İlmi Aramak ve Yaymak Görevimizdir
İlmi Aramak ve Yaymak Görevimizdir. Peygamber Efendimiz “İlim gayesiyle çalışan ve yol alan kimseye Hâkk Te‘âlâ (c.c.) cennet yolunu açıp oraya varmayı kolaylaştırır” buyurmuştur.
Bizlere vekâleten Efendimiz (s.a.v.)’e verilen ahidlerden biri de şudur: Bulunduğumuz kentte veya kasabada, dinî ve şer’i ilimleri bize öğretecek bir kimse bulamazsak, bu ilimleri okutup öğreten bir memlekete veya kente gideceğiz. Çünkü ilim yolunda bu sefer hali, vâcib olan bir hicrettir. Zira vâcibi ikmâle yarayan nesne vâcibdir. Birçok insanlar bu ahid gereğince amel etmemiş, bulundukları şehirlerde kendilerini eğitecek bilginler bulunduğu halde ve belki de bu bilginlerle kapı komşusu oldukları halde, değil uzaklara gitmek bu yakınlarından dahi faydalanmadan Resûlullâh (s.a.v.) Efendimiz’in bu emrini ihmâl etmişler ve böylece cahil olarak ölüp gitmişlerdir.
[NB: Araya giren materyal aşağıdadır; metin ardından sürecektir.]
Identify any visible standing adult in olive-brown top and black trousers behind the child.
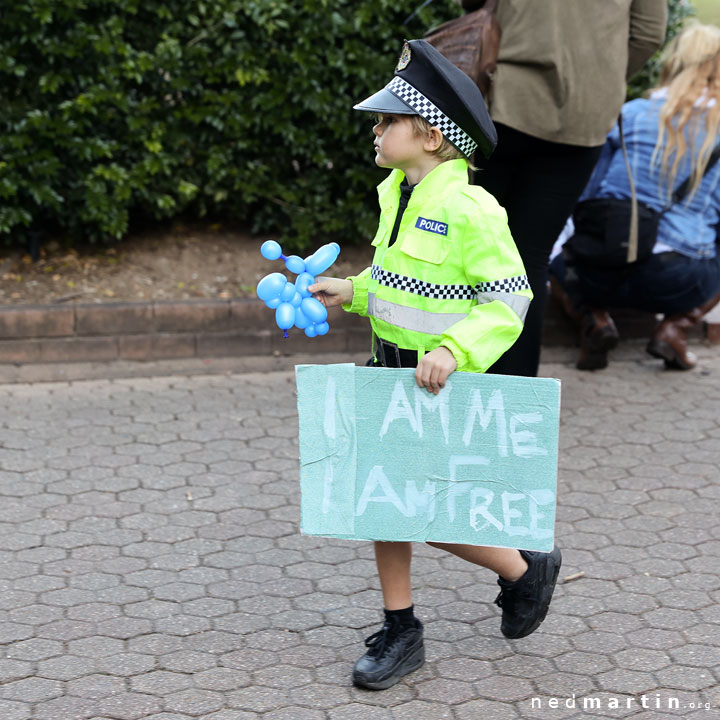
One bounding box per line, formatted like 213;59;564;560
462;0;667;376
Bundan dolayı bilginler şöyle demişlerdir: “Abdestin nasıl alınacağını, namazın nasıl kılınacağını bilmeyen bir kimse, tesadüfen sıhhate uygun tarzda abdest alıp namaz kılsa onun bu ibâdeti sahîh değildir.”
Şu hadîs-i şerîf bu konunun ispatına yeterlidir: “Emrimiz veya tavsiyemiz olmayarak yapılan ameller geri çevrilir.” Meselâ bir kişinin diğerini görüp onu taklit ederek, namazını kılması, nikâhlanması, ticaret yapması, hacca gitmesi gibi mahiyetini ve nedenini bilmeden sırf başkalarını taklit etmek suretiyle yaptığı bu ibâdetlerin tümü fâsiddir; Allâh (c.c.) katında kabul olunmaz.
Müslim’in naklettiği bir hadîste, “İlim gayesiyle çalışan ve yol alan kimseye Hâkk Te‘âlâ (c.c.) cennet yolunu açıp oraya varmayı kolaylaştırır” buyurulmuştur.
Tirmizî ve Hâkim de şu hadîsi rivâyet ederler: “Bulunduğu evden ilim öğrenmek gayesiyle çıkan kişiyi gökteki melekler, yaptığından hoşnut kaldıklarından, kanatlarını açıp korurlar.”
Taberanî ise şu hadîsi rivâyet eder: “Sabah erkenden hayırlı bir şey öğrenmek veya öğretmek arzusu ile mescide giden bir kişinin Allâh (c.c.) katında ecir ve sevâbı, tam hacı olmuş kişinin ecir ve sevâbı kadardır.”